Une étude récente publiée dans Communication Nature ont découvert qu’un seul souvenir de peur peut être encodé dans plus d’une région du cerveau. Les circuits impliqués dépendent probablement de la mémoire. Par exemple, la neurotensine est probablement moins cruciale pour coder les souvenirs qui ne sont pas associés à beaucoup d’émotions, comme les souvenirs «déclaratifs» qui se forment lorsque vous apprenez du vocabulaire.

Pour Tasker, la relation claire que l’étude de Tye a trouvée entre une seule molécule, une fonction et un comportement était très impressionnante. « Il est rare de trouver une relation biunivoque entre un signal et un comportement, ou un circuit et une fonction », a déclaré Tasker.

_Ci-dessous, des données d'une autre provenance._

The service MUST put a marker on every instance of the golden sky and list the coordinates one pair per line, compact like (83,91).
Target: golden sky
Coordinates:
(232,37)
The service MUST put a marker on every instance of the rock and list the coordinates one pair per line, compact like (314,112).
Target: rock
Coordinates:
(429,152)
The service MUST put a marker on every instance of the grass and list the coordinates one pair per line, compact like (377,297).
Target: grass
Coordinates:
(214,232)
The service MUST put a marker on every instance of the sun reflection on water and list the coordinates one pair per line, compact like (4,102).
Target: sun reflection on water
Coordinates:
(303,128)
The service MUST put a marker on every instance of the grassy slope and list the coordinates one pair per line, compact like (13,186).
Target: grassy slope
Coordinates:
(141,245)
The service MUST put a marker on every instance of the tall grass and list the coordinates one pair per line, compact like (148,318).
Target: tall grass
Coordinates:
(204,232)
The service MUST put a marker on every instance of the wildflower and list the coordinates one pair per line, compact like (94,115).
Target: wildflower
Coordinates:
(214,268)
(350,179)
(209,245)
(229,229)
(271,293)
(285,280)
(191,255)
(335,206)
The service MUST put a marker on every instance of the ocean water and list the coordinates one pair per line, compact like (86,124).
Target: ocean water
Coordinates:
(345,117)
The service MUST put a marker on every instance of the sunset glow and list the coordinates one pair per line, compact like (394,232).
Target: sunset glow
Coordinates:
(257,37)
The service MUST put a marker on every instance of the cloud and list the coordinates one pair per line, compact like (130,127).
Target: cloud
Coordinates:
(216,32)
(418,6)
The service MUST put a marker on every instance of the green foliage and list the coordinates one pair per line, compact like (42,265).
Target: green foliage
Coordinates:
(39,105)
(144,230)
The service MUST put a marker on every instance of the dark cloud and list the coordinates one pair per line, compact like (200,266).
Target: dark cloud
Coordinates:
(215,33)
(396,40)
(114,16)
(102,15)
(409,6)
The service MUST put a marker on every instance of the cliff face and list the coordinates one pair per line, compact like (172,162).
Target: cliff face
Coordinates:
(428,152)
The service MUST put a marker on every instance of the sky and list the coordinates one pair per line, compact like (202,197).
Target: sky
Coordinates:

Cibles neuropsychiatriques

La netteté des rôles de la neurotensine et des neurones thalamiques dans l’attribution de la valence pourrait en faire des cibles idéales pour les médicaments visant à traiter les troubles neuropsychiatriques. En théorie, si vous pouvez corriger l’attribution de la valence, vous pourrez peut-être traiter la maladie, a déclaré Hao Li.

Il n’est pas clair si les médicaments thérapeutiques ciblant la neurotensine pourraient modifier la valence d’une mémoire déjà formée. Mais c’est l’espoir, a déclaré Namburi.

Pharmacologiquement, ce ne sera pas facile. « Les peptides sont notoirement difficiles à travailler », a déclaré Tasker, car ils ne traversent pas la barrière hémato-encéphalique qui isole le cerveau contre les corps étrangers et les fluctuations de la chimie du sang. Mais ce n’est pas impossible, et le domaine est très orienté vers le développement de médicaments ciblés, a-t-il déclaré.

Notre compréhension de la façon dont le cerveau attribue la valence présente encore des lacunes importantes. On ne sait pas, par exemple, à quels récepteurs la neurotensine se lie dans les neurones de l’amygdale pour inverser le commutateur de valence. « Cela me dérangera jusqu’à ce qu’il soit rempli », a déclaré Tye.

Trop de choses sont encore inconnues sur la façon dont les affectations de valence problématiques peuvent entraîner de l’anxiété, de la dépendance ou de la dépression, a déclaré Hao Li, qui a récemment été nommé professeur adjoint à la Northwestern University et prévoit d’explorer certaines de ces questions plus avant dans son nouveau laboratoire. Au-delà de la neurotensine, il existe de nombreux autres neuropeptides dans le cerveau qui sont des cibles potentielles d’interventions, a déclaré Hao Li. Nous ne savons tout simplement pas ce qu’ils font tous. Il est également curieux de savoir comment le cerveau réagirait à une situation plus ambiguë dans laquelle il n’était pas clair si l’expérience était bonne ou mauvaise.

Ces questions persistent dans le cerveau de Hao Li longtemps après qu’il ait fait ses bagages et soit rentré chez lui pour la nuit. Maintenant qu’il sait quel réseau de cellules bavardes dans son cerveau alimente les émotions qu’il ressent, il plaisante avec des amis sur le fait que son cerveau pompe la neurotensine ou la retient en réponse à chaque bonne ou mauvaise nouvelle.

« Il est clair que c’est de la biologie, cela arrive à tout le monde », a-t-il déclaré. Cela « me fait me sentir mieux quand je suis de mauvaise humeur ».

Histoire originale reproduit avec la permission de Quanta Magazine, une publication éditorialement indépendante de la Fondation Simons dont la mission est d’améliorer la compréhension publique de la science en couvrant les développements et les tendances de la recherche en mathématiques et en sciences physiques et de la vie.